We suggest that further analysis using panel data and quasi-experimental methods (such as difference-in-difference) may address many of the internal validity issues that are present in this study. Finally, we note that the sample used for this analysis is based on data collected from self-identified social enterprises applying to be part of incubation or acceleration programs and is not representative of the broader population of social enterprises. Therefore, we caution against generalizing too broadly from any analysis in this study, and acknowledge the need to replicate the analysis with other samples, when possible.

Despite these limitations, this study makes an important first step at building quantitative evidence on SPM practices in social enterprise and builds on a nascent but growing body of literature on the topic. Our study makes contributions to both the theory and practice of social performance measurement in social enterprise. Regarding theory, it extends the study of SPM to organizations with dual objectives and provides a new theoretical perspective to study this important topic in social enterprise. The study also offers new insights on the influence of the nonprofit sector on social enterprise, while illustrating key differences between the two fields through its empirical findings. Finally, the findings related to the influence of accelerators on the adoption of SPM practices suggests new approaches for practitioners and funders that support social enterprises to develop more targeted training programs for the sector.

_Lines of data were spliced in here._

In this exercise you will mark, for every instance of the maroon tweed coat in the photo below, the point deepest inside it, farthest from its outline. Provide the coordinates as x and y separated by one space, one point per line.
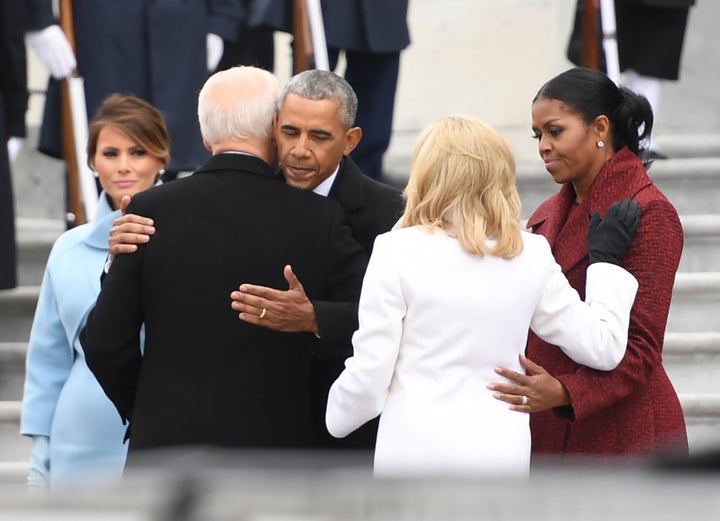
632 410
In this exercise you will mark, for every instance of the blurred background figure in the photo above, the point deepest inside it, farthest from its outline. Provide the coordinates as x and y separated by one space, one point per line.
159 51
13 104
371 34
650 37
77 433
251 46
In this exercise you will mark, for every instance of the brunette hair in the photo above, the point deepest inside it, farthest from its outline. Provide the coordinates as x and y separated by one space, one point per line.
134 117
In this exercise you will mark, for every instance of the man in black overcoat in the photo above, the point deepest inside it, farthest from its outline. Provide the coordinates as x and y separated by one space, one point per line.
205 377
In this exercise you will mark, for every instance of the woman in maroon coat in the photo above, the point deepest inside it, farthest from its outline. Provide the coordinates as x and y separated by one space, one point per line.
589 133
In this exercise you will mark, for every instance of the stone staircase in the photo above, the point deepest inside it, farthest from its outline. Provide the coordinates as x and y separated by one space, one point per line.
692 349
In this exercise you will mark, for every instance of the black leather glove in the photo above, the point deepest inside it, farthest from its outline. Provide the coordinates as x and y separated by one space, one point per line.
610 237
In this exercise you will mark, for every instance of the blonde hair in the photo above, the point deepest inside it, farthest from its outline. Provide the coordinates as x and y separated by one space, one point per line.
462 181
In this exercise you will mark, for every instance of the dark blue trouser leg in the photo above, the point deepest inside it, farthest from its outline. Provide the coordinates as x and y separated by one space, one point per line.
373 76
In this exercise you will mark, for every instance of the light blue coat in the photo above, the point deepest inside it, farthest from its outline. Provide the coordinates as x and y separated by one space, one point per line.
62 398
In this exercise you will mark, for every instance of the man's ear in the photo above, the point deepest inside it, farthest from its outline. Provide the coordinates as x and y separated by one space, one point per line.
352 138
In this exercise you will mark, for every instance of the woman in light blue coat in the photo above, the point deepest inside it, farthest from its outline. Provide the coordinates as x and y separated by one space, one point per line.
77 433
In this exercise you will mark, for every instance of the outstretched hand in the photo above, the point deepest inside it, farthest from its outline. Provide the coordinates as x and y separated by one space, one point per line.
289 311
541 389
129 230
610 237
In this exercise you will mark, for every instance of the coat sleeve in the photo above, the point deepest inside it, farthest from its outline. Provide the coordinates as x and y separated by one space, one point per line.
47 365
593 333
360 392
337 312
111 337
653 259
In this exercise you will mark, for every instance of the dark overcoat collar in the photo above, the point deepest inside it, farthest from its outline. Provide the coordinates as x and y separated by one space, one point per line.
231 161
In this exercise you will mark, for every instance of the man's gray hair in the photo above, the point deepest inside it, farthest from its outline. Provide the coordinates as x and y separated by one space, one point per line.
232 114
324 85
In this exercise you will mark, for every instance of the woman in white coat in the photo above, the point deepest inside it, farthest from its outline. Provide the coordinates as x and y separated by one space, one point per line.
77 433
451 293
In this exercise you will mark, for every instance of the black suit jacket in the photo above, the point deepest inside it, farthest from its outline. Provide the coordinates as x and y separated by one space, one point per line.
371 208
206 377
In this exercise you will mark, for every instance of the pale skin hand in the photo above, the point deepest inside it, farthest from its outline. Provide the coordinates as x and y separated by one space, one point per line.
542 389
129 230
289 311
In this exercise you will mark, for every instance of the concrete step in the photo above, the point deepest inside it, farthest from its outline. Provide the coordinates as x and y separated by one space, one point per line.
701 251
12 370
689 145
13 446
692 360
695 305
702 418
17 308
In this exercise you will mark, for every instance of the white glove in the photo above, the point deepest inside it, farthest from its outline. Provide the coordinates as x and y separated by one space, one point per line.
14 146
54 51
39 473
215 49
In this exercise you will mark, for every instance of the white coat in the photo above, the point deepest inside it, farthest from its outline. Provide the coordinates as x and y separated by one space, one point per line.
434 323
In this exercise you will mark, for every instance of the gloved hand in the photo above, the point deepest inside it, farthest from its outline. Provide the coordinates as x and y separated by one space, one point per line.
54 51
39 473
14 146
609 238
215 47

Additionally, our findings also pose some interesting questions for future research on this topic. First, if indeed, social enterprises with closer ties to the nonprofit sector are more likely to measure their social performance, are they truly adopting these practices to “improve” their social impact, or simply because of the norms that they have been influenced by in the past? Second, how do social enterprises use social and financial performance measurement? Are these measurement approaches integrated, or decoupled from each other? Finally, while this study has focused on external factors that would be characterized by relationships with organizations at the same or higher levels of accountability (to existing funders, potential funders, peers, etc.), it will be important to also examine this topic in the context of “downward” accountability to the beneficiaries of the social enterprise (Ebrahim et al. 2014). We believe that future quantitative and qualitative research can help to address these questions and improve our understanding of the social performance of these organizations, and effective ways to measure it.